Publication

Can Explainability Metrics Improve Genetic Programming? Lessons from 2048

Lauren Paul; Christina Plump; Bernhard J. Berger; Rolf Drechsler

In: The Genetic and Evolutionary Computation Conference (GECCO Companion). Genetic and Evolutionary Computation Conference (GECCO-2026), July 13-17, San José, Costa Rica, 2026.

Abstract

Genetic programming (GP) produces solutions that, while often less performant than neural networks, are uniquely amenable to analysis. In domains like game-playing, this explainability could reveal why certain policies succeed or fail—but such insights are rarely leveraged to improve the algorithms themselves.
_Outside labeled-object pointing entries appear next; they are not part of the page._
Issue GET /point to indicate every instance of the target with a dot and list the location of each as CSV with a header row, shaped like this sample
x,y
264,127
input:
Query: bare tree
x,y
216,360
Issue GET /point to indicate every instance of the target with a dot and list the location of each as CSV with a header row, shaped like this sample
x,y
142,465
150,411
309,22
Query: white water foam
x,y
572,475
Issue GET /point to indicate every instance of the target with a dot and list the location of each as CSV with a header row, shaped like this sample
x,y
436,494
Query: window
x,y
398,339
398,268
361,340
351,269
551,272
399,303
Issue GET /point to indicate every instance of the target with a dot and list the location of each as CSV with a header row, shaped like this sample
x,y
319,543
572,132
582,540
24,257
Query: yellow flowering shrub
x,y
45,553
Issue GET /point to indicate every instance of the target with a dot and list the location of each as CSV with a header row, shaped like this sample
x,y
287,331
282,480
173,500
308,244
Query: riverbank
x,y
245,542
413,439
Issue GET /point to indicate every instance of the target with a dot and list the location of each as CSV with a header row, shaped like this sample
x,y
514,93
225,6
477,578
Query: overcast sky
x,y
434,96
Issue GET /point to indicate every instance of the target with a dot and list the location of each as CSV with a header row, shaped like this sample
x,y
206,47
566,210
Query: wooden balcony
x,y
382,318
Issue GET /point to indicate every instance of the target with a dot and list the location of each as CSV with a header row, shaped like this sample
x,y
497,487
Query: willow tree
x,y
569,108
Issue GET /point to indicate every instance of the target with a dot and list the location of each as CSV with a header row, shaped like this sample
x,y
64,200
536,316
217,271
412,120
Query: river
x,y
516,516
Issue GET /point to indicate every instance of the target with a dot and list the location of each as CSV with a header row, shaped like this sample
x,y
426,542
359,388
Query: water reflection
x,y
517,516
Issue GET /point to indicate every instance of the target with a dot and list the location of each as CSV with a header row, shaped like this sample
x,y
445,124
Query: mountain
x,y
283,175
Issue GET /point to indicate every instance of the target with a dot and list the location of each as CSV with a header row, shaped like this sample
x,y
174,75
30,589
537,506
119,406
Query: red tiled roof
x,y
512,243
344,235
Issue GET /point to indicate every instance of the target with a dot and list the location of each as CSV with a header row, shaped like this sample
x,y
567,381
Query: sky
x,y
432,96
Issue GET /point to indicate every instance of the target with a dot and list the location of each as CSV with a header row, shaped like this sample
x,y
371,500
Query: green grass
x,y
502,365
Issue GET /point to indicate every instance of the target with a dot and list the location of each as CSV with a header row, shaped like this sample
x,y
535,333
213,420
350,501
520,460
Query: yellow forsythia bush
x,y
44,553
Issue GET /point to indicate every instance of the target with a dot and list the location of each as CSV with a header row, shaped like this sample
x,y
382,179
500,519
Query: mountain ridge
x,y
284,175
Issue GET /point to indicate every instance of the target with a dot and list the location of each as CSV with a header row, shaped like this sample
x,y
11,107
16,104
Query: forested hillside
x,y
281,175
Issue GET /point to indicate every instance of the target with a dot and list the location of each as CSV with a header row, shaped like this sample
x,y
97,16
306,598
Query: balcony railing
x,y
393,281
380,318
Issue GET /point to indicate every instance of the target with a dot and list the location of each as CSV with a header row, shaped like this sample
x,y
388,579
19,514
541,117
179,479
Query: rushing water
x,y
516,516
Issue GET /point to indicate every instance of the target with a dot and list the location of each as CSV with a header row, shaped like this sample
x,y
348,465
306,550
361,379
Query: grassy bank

Here, we analyze a GP algorithm for 2048, testing whether structural, behavioral, or semantic metrics of evolved policies correlate with performance. While structural metrics showed no predictive power and behavioral features yielded ambiguous results, we identified a semantic feature that correlated with policy quality. Using this insight, we designed a mutation operator that improved performance. Though modest, this improvement suggests that explainability metrics can guide operator design, even when broader explanatory goals remain unmet. More broadly, our work highlights a potential advantage of GP: its solutions may be analyzable in ways that opaque methods like neural networks are not.